Son tan pocos los políticos de fuera de Catalunya, y, sobre todo, de Madrid, que tienen una mínima empatía personal con los presos políticos o los exiliados que cuando surge una voz como la de José Luis Rodríguez Zapatero al menos hay que escucharla. 

El expresidente fue responsable de dos cosas diametralmente opuestas durante su mandato: el arranque de todo el proceso del Estatut pero también de su frenazo y mutilación en el Congreso de los Diputados. 

Bajo su mandato, el Tribunal Constitucional emitió aquella sentencia tan inadmisible que descuartizaba un texto ya votado en referéndum por el pueblo de Catalunya. Aquel fallo fue el inicio de todo el movimiento independentista actual, de las movilizaciones, la consulta del 9-N, el referéndum del 1-O y la declaración de independencia.

Los expresidentes del gobierno en España son como aquellos jarrones chinos que, estén donde estén, molestan.
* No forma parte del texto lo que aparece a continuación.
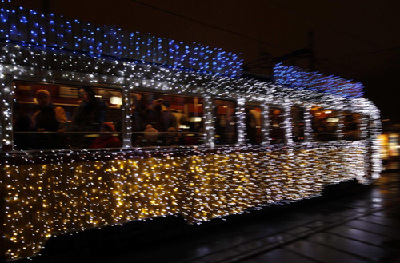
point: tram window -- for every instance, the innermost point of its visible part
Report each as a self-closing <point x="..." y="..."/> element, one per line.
<point x="166" y="119"/>
<point x="253" y="124"/>
<point x="225" y="122"/>
<point x="324" y="124"/>
<point x="49" y="116"/>
<point x="276" y="122"/>
<point x="351" y="128"/>
<point x="297" y="114"/>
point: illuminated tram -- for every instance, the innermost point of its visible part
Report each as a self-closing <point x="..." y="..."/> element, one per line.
<point x="203" y="143"/>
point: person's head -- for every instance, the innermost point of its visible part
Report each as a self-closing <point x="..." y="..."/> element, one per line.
<point x="88" y="94"/>
<point x="107" y="127"/>
<point x="43" y="98"/>
<point x="158" y="104"/>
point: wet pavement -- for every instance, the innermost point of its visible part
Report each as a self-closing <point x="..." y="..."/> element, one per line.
<point x="358" y="226"/>
<point x="352" y="224"/>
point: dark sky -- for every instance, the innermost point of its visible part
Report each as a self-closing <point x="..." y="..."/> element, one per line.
<point x="358" y="39"/>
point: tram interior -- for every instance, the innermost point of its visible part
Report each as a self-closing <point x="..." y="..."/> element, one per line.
<point x="157" y="119"/>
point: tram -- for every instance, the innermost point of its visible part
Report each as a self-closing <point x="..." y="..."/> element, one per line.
<point x="100" y="129"/>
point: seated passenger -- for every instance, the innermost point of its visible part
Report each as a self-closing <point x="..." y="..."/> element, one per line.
<point x="106" y="139"/>
<point x="49" y="119"/>
<point x="151" y="135"/>
<point x="90" y="114"/>
<point x="22" y="122"/>
<point x="87" y="117"/>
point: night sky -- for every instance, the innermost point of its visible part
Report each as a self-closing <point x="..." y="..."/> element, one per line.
<point x="358" y="40"/>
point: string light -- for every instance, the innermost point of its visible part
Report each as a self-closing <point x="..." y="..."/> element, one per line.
<point x="53" y="192"/>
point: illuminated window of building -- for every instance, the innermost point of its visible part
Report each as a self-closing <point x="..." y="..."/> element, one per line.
<point x="225" y="122"/>
<point x="166" y="119"/>
<point x="51" y="116"/>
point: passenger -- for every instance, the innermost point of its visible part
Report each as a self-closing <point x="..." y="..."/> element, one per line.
<point x="90" y="114"/>
<point x="49" y="119"/>
<point x="168" y="119"/>
<point x="154" y="114"/>
<point x="87" y="117"/>
<point x="138" y="115"/>
<point x="151" y="135"/>
<point x="106" y="139"/>
<point x="22" y="122"/>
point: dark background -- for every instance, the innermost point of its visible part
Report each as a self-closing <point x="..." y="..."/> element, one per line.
<point x="358" y="40"/>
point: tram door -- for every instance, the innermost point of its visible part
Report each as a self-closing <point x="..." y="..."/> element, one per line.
<point x="370" y="151"/>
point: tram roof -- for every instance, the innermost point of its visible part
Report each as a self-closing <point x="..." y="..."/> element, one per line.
<point x="48" y="31"/>
<point x="29" y="27"/>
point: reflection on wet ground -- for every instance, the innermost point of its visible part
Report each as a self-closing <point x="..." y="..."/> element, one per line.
<point x="352" y="224"/>
<point x="359" y="227"/>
No tienen un estatus como en otros países y su papel deviene entre ingrato e insignificante. Dos de los expresidentes españoles, Felipe González y José Maria Aznar, han roto las costuras y han aprovechado, siempre que han podido, para terciar en la política doméstica y tratar de influir al máximo en sus propias filas. 

No es el caso de Zapatero, que si bien tiene en su debe la gestión de la crisis económica más grave que ha padecido España, en su haber está sentar las bases para la solución del conflicto armado en Euskadi y el abandono de la violencia por parte de la organización terrorista ETA. 

Es, en clave histórica, sin duda su gran logro, y quién sabe si una de las razones que le llevan a interrogarse sobre si puede o no jugar un papel en el conflicto catalán y cuál debería ser dado que no tiene la representación de nadie y solo le avala el cargo de expresidente que, bien jugado, puede dar mucho de sí.

Este martes, Jordi Basté le arrancó en su programa El món a Rac1 que había conversado con Oriol Junqueras en prisión y que estaba bastante informado a través de un buen amigo suyo de lo que hacía y los movimientos de Puigdemont. Pocos, muy pocos en Madrid, pueden decir eso y los que podrían hacer una declaración similar no se atreverían a hacerlo por miedo a que no pudieran moverse por la capital sin ser insultados. 

Basté, hábil, cogió al vuelo la noticia y, entre otras cosas, le sacó que esperaba una sentencia que no comprometiera el diálogo. Suficiente para que la derecha saliera de sus crisis internas por unos minutos. ¿Qué había dicho ZP? Si hablar con los independentistas es poco menos que un delito y lo que se persigue es una condena lo más dura posible, ¿dialogar?, ¿para qué?

Obviamente, el diálogo está verde, muy verde. No tanto por parte del independentismo, que, como se vio en diciembre del pasado año, la última vez que los dos gobiernos hablaron en el palacio de Pedralbes, está dispuesto a sentarse en la mesa, sino por el Gobierno, condicionado por una dinámica infernal en la política española. 

Pero en algún momento se deberá reanudar el diálogo, sin renuncias pero también sin vetos. Y con las urnas siempre como referente para escuchar a la ciudadanía.